My First Four-Step Model

A simple and accessible introduction to travel demand modeling

Matt Bhagat-Conway

University of North Carolina at Chapel Hill

What is a travel demand model?

  • Large collection of econometric models that predict how people will use the transportation system, based on forecasted demographics and changes to the transportation network
  • All US regions have one
  • Used to prioritize billions in transportation funding
  • The most common model is the four-step model

Why introduce modeling to planners?

  • Most planners will never use a model directly
  • However, most planners will be consumers of model output
  • Giving planners more experience with modeling will improve communication with modelers
    • Provide a “healthy skepticism” of model results, but also
    • Understand what the model can and can’t do
    • Understand how the model can fit into planning processes
    • Think of novel ways to use models

Typical experience of planners with models

An image of a 'pile of linear algebra' with an input and an output, and text 'This is your machine learning system? Yup! You pour the data into this big pile of linear algebra, then collect the answers on the other side. What if the answers are wrong? Just stir the pile until they start looking right.'

© xkcd

How we usually teach modeling

  1. Take transportation planning
  2. Take statistics
  3. Take econometrics
  4. Take choice modeling
  5. Take GIS
  6. Work with component models (mode choice, destination choice, etc.)
  7. Actually run a model (optional)

An alternate approach

  1. Actually run a model
  2. Take transportation planning
  3. Take statistics
  4. Take econometrics (optional)
  5. Take choice modeling (optional)
  6. Take GIS (optional)
  7. Work with component models (mode choice, destination choice, etc.) (optional)
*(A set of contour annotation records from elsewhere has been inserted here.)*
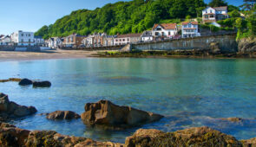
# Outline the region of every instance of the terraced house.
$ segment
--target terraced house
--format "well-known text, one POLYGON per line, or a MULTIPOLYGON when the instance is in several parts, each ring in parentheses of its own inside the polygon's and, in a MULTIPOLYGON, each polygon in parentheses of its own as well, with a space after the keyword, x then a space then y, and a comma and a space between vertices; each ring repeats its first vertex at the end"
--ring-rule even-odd
POLYGON ((227 14, 227 7, 207 7, 202 11, 202 21, 204 23, 216 22, 220 20, 226 19, 229 17, 227 14))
How do you run a model first?

  • In 720, I do one lecture on modeling
  • Then, every student runs a very simple model and interprets the inputs and outputs

My First Four Step Model

  • I implement this model using My First Four Step Model, an R package I developed for implementing very simple models
  • Running the model only requires R and minimal computing power, so students can run it on their laptops
    • Even Chromebooks!
  • The four steps of the model map directly onto four functions in the package

The four steps

  • Trip generation: how many trips originate or terminate in each zone
  • Trip distribution: how many of those trips travel between each pair of zones
  • Mode choice: what modes do they use (bus/drive/walk etc)
  • Network assignment: what routes do they take, and what congestion levels result

Running the model: trip generation

  • The entire trip generation process happens with one function, trip_generation
  • I have students interpret
    • coefficients in the regression models
    • maps of model output
# Run trip generation
trip_ends = trip_generation(model, model$scenarios$baseline)

Trip generation results

AM Peak home-based work trip productions and attractions. Productions are spread across the region, whereas attractions are more concentrated.

Running the model: trip distribution

  • Trip distribution is likewise a single function
  • I have students interpret
    • coefficients in the model
    • maps of trip destinations from a tract of their choice
flows = trip_distribution(model, model$scenarios$baseline, trip_ends)
AM Peak trip distribution from a census tract Carrboro, NC (near the UNC campus); most trips go to nearby destinations, but some go to further-flung large employment centers in Durham, Raleigh, and Research Triangle Park

Understanding mode choice

  • Mode choice uses a multinomial logit model, which I explain very briefly, but do have students interpret
  • I have students interpret the mode shares as well
flows_by_mode = mode_choice(model, model$scenarios$baseline, flows)
Car Bike Walk Transit
0.92 0.01 0.05 0.03

Assignment

  • Traffic assignment is also a single function, and we map the results
pm_network_flows = network_assignment(
    model,
    model$scenarios$baseline,
    model$networks$baseline,
    flows_by_mode,
    "PM Peak"
)
Map of forecast PM Peak congestion, with heavy congestion on some major routes and light congestion elsewhere.

Forecast congestion, PM Peak

Scenarios

  • Models are most useful to evaluate scenarios
  • I have students evaluate a scenario based on Chatham Park, adding 20,000 households to Pittsboro
model$scenarios$future = model$scenarios$baseline |>
  add_households(
    "37037020801",
    tribble(
      ~hhsize, ~workers, ~vehicles, ~income, ~n,
      4,       2,        3,         150000,  10000,
      4,       2,        2,         75000,   10000
    )
  )

Chatham Park: network assignment output

Forecast congestion levels after adding 20,000 households, PM Peak

Network scenarios

  • I also have students evaluate the impacts of widening 15-501, and use this to discuss induced demand
model$networks$widen = model$networks$baseline |>
  modify_ways(
    # US 15-501 between Pittsboro and Chapel Hill
    c(
      "16468788", "133051274", "16471803", "285898984",
      . . .
      "712336821", "712336826", "712336827", "998595932"
    ),
    lanes_per_direction=3,
    highway_type="motorway"
  )

Forecast congestion, PM Peak, with widened 15-501.

Conclusion

All models are wrong, but some are useful.

—George Box

 

This one is very wrong, but that makes it more useful.

— George Box, from beyond the grave

Things to ponder

  • Is the balance of simplicity and accuracy appropriate?
  • Is more background needed before assigning this?
  • How do I transition from this into more advanced modeling?
  • Where do I publish this?